The study, “Successful use of eculizumab to treat atypical hemolytic uremic syndrome in patients with inflammatory bowel disease,” was published in the Thrombosis Journal.
aHUS results from activation of the complement system — a set of more than 20 blood proteins that form part of the body’s immune defenses — which can be induced by autoimmune diseases. IBD is within this group of disorders because it’s characterized by inflammation in the gut.
The first case was of a 19-year-old white male who was diagnosed with Crohn’s disease — one of the major forms of IBD — at the age of five in 2005. At the time, he had several clinical features of aHUS, such as elevated lactate dehydrogenase (LDH; increased upon red blood cell destruction), low platelet counts, and anemia.
In addition to standard IBD treatments such as adalimumab (available as Humira and biosimilars), the patient was started on the complement-blocking therapy Soliris. He experienced clinical improvement over several months, prompting discontinuation of Soliris treatment, which was followed shortly thereafter by a relapse. Restarting treatment helped reduce complement activation, which led to successful weaning off of Soliris.
In April 2010, the patient experienced a severe IBD flare while still on adalimumab, which was accompanied by significant increases in LDH and serum creatinine (a kidney function marker), as well as a low platelet count. Soliris treatment was promptly restarted. After 900 mg weekly infusions normalized his platelet count and LDH levels, the dose regimen was changed to 1,200 mg every two weeks for eight and a half years.
At the study’s completion, the patient’s blood tests and kidney function were within normal ranges, and his IBD was being effectively managed. He is expected to continue on Soliris throughout his life, given his two prior relapses.
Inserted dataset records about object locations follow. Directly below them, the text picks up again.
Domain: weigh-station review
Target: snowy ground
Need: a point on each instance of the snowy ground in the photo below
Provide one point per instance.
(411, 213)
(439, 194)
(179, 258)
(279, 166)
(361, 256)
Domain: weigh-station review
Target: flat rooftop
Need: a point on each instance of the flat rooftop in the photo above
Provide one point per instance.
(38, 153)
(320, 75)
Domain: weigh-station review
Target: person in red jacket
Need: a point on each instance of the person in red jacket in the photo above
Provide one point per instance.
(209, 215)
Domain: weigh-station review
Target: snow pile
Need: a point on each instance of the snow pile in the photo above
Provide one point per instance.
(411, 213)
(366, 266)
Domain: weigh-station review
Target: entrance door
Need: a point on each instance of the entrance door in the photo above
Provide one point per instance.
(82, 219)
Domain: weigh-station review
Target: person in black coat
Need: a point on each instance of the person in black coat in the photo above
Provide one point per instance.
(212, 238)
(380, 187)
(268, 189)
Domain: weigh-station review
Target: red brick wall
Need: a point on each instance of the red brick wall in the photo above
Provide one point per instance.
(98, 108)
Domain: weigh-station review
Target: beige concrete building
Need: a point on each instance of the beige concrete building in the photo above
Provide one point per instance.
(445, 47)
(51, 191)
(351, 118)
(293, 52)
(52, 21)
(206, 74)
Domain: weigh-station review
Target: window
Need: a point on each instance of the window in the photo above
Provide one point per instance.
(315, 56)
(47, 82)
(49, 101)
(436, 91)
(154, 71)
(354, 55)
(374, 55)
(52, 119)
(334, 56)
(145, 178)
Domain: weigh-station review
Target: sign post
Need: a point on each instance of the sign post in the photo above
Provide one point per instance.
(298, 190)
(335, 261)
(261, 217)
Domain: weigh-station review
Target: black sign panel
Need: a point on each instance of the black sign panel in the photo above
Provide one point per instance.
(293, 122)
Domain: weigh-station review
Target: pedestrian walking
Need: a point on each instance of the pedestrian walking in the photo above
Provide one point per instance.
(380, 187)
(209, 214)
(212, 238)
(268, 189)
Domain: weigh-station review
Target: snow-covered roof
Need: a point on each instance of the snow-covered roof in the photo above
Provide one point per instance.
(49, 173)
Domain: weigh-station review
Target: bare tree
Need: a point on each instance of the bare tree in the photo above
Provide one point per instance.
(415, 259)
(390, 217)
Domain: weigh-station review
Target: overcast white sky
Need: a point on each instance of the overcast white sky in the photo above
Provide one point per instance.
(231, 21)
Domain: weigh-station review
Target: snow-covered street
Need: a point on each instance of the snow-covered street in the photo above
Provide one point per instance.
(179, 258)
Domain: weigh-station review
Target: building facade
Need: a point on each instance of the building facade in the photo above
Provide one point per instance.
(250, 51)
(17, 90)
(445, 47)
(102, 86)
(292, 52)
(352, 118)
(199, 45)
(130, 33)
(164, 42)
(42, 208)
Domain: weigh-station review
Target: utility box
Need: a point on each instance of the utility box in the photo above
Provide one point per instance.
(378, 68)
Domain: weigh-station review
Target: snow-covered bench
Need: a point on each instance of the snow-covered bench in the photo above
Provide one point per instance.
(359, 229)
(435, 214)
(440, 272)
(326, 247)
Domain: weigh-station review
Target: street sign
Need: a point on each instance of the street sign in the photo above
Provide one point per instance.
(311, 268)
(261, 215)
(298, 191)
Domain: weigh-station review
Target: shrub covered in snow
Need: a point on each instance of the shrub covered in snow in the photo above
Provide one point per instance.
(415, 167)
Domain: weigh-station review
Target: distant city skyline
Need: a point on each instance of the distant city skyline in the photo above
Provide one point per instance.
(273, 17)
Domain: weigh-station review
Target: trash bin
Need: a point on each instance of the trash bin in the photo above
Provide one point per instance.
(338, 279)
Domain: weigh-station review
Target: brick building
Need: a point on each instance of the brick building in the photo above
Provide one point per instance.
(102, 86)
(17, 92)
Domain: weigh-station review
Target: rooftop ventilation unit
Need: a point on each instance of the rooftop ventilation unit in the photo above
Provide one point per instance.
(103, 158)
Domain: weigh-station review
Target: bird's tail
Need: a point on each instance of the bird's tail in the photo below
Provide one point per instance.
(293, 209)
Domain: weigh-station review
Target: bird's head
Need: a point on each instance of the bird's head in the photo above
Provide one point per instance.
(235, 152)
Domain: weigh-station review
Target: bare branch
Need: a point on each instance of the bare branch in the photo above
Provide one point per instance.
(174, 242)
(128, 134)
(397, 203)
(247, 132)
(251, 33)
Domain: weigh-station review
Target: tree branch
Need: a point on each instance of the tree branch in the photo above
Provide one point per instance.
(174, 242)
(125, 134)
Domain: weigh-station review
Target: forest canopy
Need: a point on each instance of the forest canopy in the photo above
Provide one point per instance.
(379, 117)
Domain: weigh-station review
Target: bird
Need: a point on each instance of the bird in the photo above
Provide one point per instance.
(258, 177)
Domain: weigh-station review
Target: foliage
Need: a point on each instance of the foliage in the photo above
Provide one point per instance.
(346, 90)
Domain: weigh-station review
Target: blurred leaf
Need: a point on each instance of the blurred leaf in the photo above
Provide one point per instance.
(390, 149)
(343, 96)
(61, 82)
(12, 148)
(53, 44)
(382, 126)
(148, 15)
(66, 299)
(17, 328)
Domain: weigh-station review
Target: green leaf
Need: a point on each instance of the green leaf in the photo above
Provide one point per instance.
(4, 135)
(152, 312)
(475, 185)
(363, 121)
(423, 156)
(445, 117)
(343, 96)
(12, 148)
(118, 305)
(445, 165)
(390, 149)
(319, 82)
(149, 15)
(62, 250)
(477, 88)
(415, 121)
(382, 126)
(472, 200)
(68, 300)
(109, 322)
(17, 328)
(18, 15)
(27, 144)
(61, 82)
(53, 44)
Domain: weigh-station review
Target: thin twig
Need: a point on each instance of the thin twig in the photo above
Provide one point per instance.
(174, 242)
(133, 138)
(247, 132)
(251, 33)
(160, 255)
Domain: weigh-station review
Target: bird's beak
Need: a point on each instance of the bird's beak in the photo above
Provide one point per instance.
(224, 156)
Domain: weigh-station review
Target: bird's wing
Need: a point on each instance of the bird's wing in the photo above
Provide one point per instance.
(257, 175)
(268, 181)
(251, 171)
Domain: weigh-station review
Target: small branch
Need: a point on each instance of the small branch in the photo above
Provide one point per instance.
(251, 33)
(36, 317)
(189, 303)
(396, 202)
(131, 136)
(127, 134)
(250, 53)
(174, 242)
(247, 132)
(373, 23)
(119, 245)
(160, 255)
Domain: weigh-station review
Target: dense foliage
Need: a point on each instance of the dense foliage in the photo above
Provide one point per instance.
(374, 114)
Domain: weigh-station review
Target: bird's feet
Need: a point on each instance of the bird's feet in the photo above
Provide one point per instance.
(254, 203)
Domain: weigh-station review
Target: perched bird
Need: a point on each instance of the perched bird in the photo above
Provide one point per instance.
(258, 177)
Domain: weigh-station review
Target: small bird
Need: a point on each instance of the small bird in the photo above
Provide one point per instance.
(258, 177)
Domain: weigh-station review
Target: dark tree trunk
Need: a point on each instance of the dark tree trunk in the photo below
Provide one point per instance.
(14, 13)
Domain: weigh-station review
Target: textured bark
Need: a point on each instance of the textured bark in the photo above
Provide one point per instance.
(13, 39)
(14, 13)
No antibodies against complement factors nor genetic mutations have been found.
The second case involved a 49-year-old white female with ulcerative colitis (the other main form of IBD), who experienced a disease flare while on steroid therapy and mercaptopurine (6-MP). One month later, she was admitted to the emergency room, and tests revealed she had low levels of platelets, LDH, and hemoglobin, which suggested aHUS. This was further supported by an ADAMTS13 level of 80.8%, which ruled out thrombotic thrombocytopenic purpura as the disease may be caused by mutations in the ADAMTS13 gene.
This patient was started on Soliris, first at 900 mg weekly and then at 1,200 mg infusions every other week, which resolved all biochemical changes. When the study was completed, the patient was undergoing further aHUS-related genetic and immunological testing at The University of Iowa.
“We report a series of two patients with two variants of IBD presented with a very rare association with aHUS,” the scientists wrote.
“Interestingly, both patients had poorly controlled IBD at the time of aHUS diagnosis. The patients’ IBD … was eventually well controlled with intensive IBD therapy, alongside complement blockade for aHUS,” they added.